In this edition of “up for grabs” the Intergalactic Business Report offers free creative counsel on naming the most important member of your underwear household. As of press time, all ten of these original penis nicknames are available. Grab one now before everyone’s using them and you look like a fool.
1. Henry Dickhammer.
2. Dr. Joyce Cumming. (Replace “Joyce” with the name of whatever person you’re having sex with.)
3. Master Boner Thunderstick.
4. Lil’ Jimmy too soft.
5. Commander Jonathan Meatbringer.
6. Darryl Vaginadweller.
7. Ramses Holefinder.
8. Apocodick now.
9. Star Captain Eustace D. Porkensword.
10. Phil Ratuliak.
Alert: more adult domains up for grabs:
1. Assstuffers.com is available today. If you’d like to just stuff one ass, assstuffer.com (singular) can be yours for $27,000. We recommend saving money and stuffing multiple asses.
2. Go big, go small, but not tight. Bigbutthole.com is available. Smallbutthole.com is too. Unfortunately, tightbutthole.com is taken.
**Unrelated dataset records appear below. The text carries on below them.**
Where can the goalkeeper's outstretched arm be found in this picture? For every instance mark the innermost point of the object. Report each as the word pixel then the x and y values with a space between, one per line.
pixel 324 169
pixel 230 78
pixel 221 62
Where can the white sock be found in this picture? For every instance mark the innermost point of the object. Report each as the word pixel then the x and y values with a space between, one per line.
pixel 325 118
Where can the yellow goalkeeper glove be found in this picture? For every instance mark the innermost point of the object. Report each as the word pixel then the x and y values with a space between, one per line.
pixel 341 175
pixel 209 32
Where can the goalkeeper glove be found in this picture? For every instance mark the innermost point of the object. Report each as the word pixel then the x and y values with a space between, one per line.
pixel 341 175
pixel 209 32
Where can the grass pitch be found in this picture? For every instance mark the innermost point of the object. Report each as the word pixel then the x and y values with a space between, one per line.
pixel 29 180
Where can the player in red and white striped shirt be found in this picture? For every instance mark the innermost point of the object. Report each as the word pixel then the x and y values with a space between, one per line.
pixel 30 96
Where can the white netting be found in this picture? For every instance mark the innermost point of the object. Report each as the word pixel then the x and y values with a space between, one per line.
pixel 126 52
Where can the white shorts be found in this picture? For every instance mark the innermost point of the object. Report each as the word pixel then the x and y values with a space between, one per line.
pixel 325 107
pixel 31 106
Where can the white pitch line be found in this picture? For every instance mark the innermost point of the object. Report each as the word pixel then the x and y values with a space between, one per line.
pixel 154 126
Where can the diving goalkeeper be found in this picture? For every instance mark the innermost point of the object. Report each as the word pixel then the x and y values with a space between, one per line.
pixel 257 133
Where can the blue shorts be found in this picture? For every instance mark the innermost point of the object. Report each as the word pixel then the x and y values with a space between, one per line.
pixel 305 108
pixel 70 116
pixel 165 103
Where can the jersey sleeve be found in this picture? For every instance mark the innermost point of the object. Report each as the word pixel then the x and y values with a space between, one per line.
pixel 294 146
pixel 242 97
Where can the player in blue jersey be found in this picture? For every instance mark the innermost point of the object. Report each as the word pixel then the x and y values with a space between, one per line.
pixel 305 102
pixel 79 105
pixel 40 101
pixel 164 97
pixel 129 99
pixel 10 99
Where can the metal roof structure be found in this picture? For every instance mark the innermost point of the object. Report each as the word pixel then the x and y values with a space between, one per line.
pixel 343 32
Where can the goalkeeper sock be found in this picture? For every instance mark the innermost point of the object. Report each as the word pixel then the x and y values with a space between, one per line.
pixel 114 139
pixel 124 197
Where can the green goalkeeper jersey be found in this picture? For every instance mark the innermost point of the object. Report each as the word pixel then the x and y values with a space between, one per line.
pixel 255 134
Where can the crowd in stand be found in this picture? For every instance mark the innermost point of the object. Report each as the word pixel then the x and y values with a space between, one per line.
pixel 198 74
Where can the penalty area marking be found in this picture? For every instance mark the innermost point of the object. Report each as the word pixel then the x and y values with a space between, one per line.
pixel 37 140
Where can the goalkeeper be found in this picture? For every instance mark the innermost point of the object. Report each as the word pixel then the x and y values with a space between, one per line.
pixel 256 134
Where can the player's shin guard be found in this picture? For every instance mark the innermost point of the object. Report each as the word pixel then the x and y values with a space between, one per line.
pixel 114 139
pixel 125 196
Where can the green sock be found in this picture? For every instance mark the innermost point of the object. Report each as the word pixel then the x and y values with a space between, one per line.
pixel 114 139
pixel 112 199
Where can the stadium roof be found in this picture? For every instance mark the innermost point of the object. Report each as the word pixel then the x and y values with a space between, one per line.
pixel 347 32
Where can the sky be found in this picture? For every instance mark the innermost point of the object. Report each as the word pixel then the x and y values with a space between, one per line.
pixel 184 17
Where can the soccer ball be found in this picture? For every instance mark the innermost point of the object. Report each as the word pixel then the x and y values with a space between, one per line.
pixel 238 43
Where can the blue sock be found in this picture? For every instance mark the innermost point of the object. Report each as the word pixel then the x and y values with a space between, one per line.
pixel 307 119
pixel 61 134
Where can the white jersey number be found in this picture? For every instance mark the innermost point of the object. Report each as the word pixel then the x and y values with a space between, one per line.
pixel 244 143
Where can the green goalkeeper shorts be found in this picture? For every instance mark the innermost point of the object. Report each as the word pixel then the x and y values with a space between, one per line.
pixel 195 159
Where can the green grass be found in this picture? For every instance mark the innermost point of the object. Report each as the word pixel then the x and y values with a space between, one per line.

4. Treefuckers.com, treefucker.com, and treefuckers.com are all spoken for. Apparently, that’s a thing. But if you’re all right with being technical, treeholefuckers.com can be yours today.
5. Cryptozoological porn is an untapped market, as seen by the striking availability of both bigfootdick.com and yetihumper.com. Blaze a trail and snag these now before everyone starts humping yetis.
6. Buttlicker.com is available for about $10,000. We feel this may be a bargain, because it’s most likely that more and more people will lick butts in the next ten to twenty years.
7. Cock.com, cockcock.com, cockcockcock.com are taken, but if you can handle four cocks, cockcockcockcock.com is there for you.
We name it. You grab it. Stop thinking so much.